Finder's Fee

Crimes:

• Assembling a group of young actors (plus James Earl Jones and Robert Forster) for a stagy drama that revolves around a poker game, allowing for plenty of exaggerated guy's-guy chatter about excrement and sex

• Letting the always-grating Matthew Lillard mug like crazy, while his fellow poker players Erik Palladino, Ryan Reynolds, and Dash Mihok set their emotion controls to "mope"

• Trying to overcome the single-location story by having something contrived happen every goddamn minute

Defender: Writer-director Jeff Probst, co-story-creator and mentor Jim Gulian, and producer Katy Wallin-Sandalis

Tone of commentary: Endearingly enthusiastic, then self-congratulatory, then surprisingly pissy and profane. Probst says at the start, "We really want this [commentary] to encompass as many facets of making a movie as possible," so he begins by telling a lot of anecdotes about how he had the idea for the story while he was in a writing workshop, and how the script landed in the hands of Stephen Baldwin—which prompts Probst to do a not-bad Stephen Baldwin impression—which drew enough heat to get pre-production rolling. But about two-thirds of the way through the track, after he's praised everyone involved with getting the film made, Probst turns a corner and launches into a profanity-laden rant about his every petty Finder's Fee-related gripe, from his trouble getting the film distributed to his strained relationship with Palladino. ("Everyone knows we butted heads," Probst says, apparently speaking to the half-dozen people who were aware that the Survivor host had directed a movie.)

What went wrong: Probst got the green-light while he was in the middle of the first season of his better-known gig—"If you don't know, I host a show called Survivor," he helpfully says—and had to shoot before the second season started, which meant he had 17 days to guide a cast of seasoned professionals, nearly all of whom had suggestions about how the movie should go. "What was your lowest point?" Jim Gulian asks late in the track. Probst replies, "Every frickin' day," adding, "I don't think I took a shit the whole time I did this movie," and, "That set smelled! The actors smelled! The B.O. was worse than Survivor."

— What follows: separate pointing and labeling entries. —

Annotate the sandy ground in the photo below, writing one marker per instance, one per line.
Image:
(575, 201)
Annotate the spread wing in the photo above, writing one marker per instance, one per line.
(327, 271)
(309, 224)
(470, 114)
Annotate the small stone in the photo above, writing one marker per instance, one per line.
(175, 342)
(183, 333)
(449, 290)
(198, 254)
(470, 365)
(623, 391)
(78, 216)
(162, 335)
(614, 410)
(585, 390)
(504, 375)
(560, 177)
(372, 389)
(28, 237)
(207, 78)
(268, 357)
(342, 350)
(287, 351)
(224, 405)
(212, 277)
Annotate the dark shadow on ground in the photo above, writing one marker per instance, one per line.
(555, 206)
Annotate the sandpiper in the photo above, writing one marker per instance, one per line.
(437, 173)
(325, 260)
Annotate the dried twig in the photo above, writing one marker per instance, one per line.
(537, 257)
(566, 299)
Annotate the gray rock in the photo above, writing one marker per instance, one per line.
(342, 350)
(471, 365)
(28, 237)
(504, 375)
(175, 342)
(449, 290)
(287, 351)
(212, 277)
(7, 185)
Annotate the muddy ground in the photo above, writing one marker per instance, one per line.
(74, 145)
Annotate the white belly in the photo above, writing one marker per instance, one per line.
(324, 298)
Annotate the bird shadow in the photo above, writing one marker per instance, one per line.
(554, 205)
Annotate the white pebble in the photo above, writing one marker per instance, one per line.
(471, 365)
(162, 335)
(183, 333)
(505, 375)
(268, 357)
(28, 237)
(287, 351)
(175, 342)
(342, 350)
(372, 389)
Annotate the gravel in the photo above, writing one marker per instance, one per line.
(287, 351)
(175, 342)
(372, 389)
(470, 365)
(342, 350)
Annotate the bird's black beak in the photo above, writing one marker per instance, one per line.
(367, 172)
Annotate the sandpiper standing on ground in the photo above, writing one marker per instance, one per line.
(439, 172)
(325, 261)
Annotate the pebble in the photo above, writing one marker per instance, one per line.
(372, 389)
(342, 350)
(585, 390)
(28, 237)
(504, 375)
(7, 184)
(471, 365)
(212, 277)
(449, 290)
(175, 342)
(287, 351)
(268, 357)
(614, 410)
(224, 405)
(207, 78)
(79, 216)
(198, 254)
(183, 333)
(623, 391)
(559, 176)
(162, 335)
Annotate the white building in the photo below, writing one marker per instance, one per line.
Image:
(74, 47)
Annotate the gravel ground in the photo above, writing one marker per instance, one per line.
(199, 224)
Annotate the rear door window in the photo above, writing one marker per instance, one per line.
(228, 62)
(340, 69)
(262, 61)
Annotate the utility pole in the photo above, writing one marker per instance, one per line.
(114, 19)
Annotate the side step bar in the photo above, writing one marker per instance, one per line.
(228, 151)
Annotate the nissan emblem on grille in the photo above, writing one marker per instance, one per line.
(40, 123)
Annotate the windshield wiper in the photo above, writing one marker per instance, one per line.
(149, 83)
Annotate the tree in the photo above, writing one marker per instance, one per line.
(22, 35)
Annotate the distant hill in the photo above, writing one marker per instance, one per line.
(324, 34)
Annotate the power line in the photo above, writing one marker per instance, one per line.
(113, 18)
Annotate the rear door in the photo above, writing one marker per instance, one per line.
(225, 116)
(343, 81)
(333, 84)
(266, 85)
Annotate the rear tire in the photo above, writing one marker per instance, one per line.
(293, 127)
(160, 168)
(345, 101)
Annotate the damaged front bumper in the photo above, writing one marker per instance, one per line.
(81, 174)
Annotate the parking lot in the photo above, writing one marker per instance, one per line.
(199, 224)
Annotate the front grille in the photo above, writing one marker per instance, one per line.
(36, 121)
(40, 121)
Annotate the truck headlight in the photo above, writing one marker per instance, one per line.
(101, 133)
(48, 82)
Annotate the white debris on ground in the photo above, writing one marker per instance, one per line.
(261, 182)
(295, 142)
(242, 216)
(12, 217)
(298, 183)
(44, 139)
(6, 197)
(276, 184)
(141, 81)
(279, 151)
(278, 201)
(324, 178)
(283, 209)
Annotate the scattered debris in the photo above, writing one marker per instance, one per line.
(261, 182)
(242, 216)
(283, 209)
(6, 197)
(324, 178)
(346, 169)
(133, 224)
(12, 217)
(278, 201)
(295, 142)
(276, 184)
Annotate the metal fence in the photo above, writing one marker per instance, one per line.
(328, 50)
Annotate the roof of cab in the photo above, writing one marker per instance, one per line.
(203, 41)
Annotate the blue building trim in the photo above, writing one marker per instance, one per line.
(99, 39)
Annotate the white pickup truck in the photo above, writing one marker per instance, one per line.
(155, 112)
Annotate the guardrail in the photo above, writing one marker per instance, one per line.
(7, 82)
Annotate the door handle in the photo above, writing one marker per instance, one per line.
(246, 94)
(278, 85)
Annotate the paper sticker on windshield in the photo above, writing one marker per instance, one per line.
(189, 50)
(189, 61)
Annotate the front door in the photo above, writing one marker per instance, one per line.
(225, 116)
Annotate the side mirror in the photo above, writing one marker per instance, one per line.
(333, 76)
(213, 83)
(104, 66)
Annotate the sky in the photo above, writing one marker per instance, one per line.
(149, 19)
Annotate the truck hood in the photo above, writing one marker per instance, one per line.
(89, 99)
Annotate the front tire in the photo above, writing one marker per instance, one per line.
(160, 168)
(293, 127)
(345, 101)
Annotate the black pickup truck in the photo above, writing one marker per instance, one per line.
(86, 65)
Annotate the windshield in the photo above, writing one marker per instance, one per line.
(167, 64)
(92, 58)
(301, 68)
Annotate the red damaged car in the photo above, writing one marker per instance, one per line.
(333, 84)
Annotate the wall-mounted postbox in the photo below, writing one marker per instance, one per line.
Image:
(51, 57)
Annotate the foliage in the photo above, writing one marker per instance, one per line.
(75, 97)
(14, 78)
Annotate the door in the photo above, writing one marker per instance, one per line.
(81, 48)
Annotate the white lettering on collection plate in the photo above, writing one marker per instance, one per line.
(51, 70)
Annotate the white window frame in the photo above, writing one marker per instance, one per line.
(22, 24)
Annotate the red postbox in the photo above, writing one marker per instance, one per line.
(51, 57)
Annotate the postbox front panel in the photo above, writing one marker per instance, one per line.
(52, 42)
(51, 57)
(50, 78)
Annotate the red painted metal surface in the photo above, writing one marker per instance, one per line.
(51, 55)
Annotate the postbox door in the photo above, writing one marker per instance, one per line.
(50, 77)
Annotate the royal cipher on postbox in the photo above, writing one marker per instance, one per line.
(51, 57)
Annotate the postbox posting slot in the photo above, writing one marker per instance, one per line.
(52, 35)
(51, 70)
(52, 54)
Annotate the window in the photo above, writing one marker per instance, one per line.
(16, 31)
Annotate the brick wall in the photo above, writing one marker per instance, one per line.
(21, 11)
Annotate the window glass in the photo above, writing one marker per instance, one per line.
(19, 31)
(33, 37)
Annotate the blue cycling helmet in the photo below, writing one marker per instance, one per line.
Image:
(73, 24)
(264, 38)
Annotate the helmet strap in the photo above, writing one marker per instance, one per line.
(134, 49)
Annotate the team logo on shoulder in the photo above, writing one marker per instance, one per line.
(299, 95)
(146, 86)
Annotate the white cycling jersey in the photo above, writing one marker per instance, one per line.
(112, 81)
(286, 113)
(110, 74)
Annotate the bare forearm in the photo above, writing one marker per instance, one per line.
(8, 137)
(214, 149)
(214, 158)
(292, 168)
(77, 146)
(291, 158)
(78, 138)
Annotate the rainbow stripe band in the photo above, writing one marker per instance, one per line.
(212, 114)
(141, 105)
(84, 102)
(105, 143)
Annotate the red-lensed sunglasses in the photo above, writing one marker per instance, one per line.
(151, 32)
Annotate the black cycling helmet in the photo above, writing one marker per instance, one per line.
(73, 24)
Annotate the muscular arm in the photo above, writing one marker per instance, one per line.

Comments on the cast: Probst was amazed that he landed Jones, saying, "If you're writing an older, heroic black guy, that's who you think of." But then he's generally—and kind of sweetly—amazed that any of these Hollywood stars and semi-stars were calling him up on the phone to talk about taking a part in this movie. (Probst, quoting Forster: "My daughter and I are watching that damn Survivor show. Hell of a show.") But he isn't too star-struck to talk about his younger cast members as though he was sitting with them at the poker table: "Lillard… I could kick his ass right now. And I have a busted leg."

Inevitable dash of pretension: Gulian on Probst's script: "You took the hero's journey and spun it on its head. It's the hero's journey into hell." Probst on Probst's script: "This movie is about truth. This movie is about finding out whether you're going to stand up and be a man and do the right thing, which is something I battle in my whole life every single day."

Commentary in a nutshell: "I used that Baldwin ticket to get me in so many doors."